İşçinin kızı Burcu, Pazar günü babalar gününde gelip, Kadıköy’deki Kurbağalıdere’ye gözyaşları içinde çiçek bırakıp, ”Babalar günü’nde babasız kalmanın acısını yaşıyoruz. Ben ona çiçek getirdim. Babam yaşasaydı ona sarılıp öpmek isterdim.” demiş.
***Aile zor durumda
İşveren iken kriz sebebiyle işini kaybeden ve bu sebeple aylık 750 lira maaşlar taşaron şirkette zorla da olsa iş bulan Macit’in ölümü sonrasında uzun süredir ödenmediği için evlerinin elektrikleri kesilmişti. Macit’in kaybolmasından sonra ise 446 liralık elektrik borcu taşaron şirket tarafından ödenip, elektrikleri de açılmış.
Eşi Güllü Macit’in beyanına göre; “Eşim 750 lira maaşla beş kişilik ailemizi geçindirmeye çalışıyordu. Onun için dua ediyorum. Ataşehir Belediyesi ve taşeron firma Altaş’tan dün gelip elektrik bağladılar. Avize ve ampul bile getirmişler. Eve üç çekyat ve bir de fırın getirdiler” demiş.
***Vali’nin gaip kararı vermesi gerekiyor
Medeni Kanun gereğince ilin en büyük mülki amirinin de imzasıyla kişiler gaip ilan edilebilir.
Medeni Kanun’un 31 inci maddesine göre; “Bir kimse ölümüne kesin gözle bakılmayı gerektirecek durumlar içinde kaybolursa, cesedi bulunamamış olsa bile gerçekten ölmüş sayılır.” hükmü yer almaktadır. Buna “ölüm karinesi” adı verilir. MK m. 44’te ise “Bir kimse, ölümüne kesin gözle bakılmayı gerektiren durumlar içinde ortadan kaybolursa cesedi bulunamamış olsa bile, o yerin en büyük mülkî amirinin emriyle kütüğe öldü kaydı düşülür” hükmü yer almaktadır.
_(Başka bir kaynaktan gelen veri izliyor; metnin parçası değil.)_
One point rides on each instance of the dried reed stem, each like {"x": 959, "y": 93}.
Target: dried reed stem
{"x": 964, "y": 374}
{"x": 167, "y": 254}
Somut olayda, sel sularına kapılıp dereden denize doğru giden işçinin bugüne kadar bulunamaması da vefatına karinedir. Bu sebeple İstanbul valisinin alacağı bir karar ile “gaip” ilan edilebilir ve geride kalanları da en azından miras ve sosyal güvenlik haklarına kavuşarak bir nebze de olsa acılarını hafifletebilirler.
***Aileye iki aylık/gelir verilecek
5510 Sayılı Sosyal Sigortalar ve Genel Sağlık Sigortası Kanunu gereğince, İstanbul Valisi gaip kararı verirse, olay iş kazası olduğu için geride kalanlara, hem işkazasından gelir hem de ölüm sebebiyle ölüm aylığı da verilecek.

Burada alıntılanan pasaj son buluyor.